Worse, at the end of the fight (which Pawoo only loses because Bisco snipes her with an arrow tipped with some kind of knock-out poison), she’s left behind in the City Watch’s care while Bisco and Milo set off on their journey. (Which, we’ll get back to that momentarily.) Effectively, this writes her out of the series for the time being. I don’t really want to add Sabikui Bisco to the long, long list of otherwise solid action anime that treat their female characters like trash, but this is not a terrific start. A kinda-goofy “sexy” outfit is one thing. This is quite another.
At the very least, the fight itself is pretty good. One can’t say that Bisco wins too easily. Pawoo is the uber-serious shoot-first-ask-questions-later type, so she doesn’t buy any of Bisco’s talk about mushrooms healing the Rust. She does nearly beat the hell out of him, though, which is pretty great. There’s also some truly weird set dressing going on here. Why does their fight at one point pivot to being on top of a huge bowling pin inexplicably in the middle of Imihama? Who knows! It definitely rules, though. Moreso when Pawoo shatters the thing and there’s an audible “bowling strike” sound effect.
You might say Pawoo has no time for games.
There’s also some brief but fun color commentary from recurring secondary character Chiroru Oochagama. (Miyu Tomita, probably best known as the lead character, Riko, in Made in Abyss.) Her cowardly put-upon minion vibe makes her great for this sort of thing, and I hope she never stops doing it.

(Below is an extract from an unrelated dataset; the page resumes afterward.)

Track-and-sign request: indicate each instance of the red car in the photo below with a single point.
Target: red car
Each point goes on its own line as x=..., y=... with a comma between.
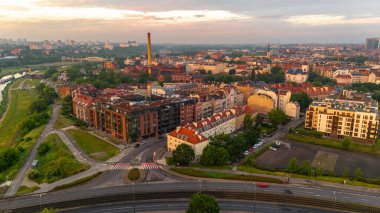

Intercut with all of this is Milo healing up Bisco’s mentor, Jabi. He eventually recovers enough that, when the time comes for Milo and Bisco to split at episode’s end, it’s he who stays behind to provide a distraction. (At least Pawoo will have some company in Good Characters Temporarily Absent From The Show Jail.)
As for where Bisco and Milo are actually going, it turns out that the “Rust-Eater” alluded to in the series’ alternate English title is, in fact, a mushroom. One that can heal just about anything, including Jabi’s (and presumably Pawoo’s) particularly bad Rust infection, which will eventually claim both of their lives if it’s not treated.
It’s worth noting in the latter case that Milo does give her some of the same injection that fixed up Jabi, but that the mushroom is still being sought out at all implies that this is only a temporary solution. Also, there is a bit where Milo gives a very long, heartfelt, tearful goodbye to his unconscious sister while saccharine music swells. The entire time, Bisco impatiently taps his foot in the background and then tells him off when he’s done. It’s pretty funny.
So, there you have it, Bisco and Milo exiting Imihama and setting out on an epic quest to get a special mushroom. Complete with all the fightbro homoeroticism so common to this sort of anime.
It’s classic stuff, and despite my criticisms of the episode’s handling of Pawoo I did enjoy it overall. (Time will tell if that continues to be the case, but here’s hoping.) There’s a post-credits scene here where Milo and Bisco come across a “war memorial,” a temple made out of and absolutely covered in ancient, rusting war machines. It promptly comes to life when they attempt to stop there for the evening. Thus, cliffhangers beget cliffhangers, and the adventure continues.
Until next week, anime fans.
*Official sources seem to disagree on whether her name should be romanized as Pawoo or just Paw. Because of how these things work, neither is exactly wrong, and they’re pronounced the same way. But the official subtitles use “Pawoo”, so it’s what I’ll be using from here on out.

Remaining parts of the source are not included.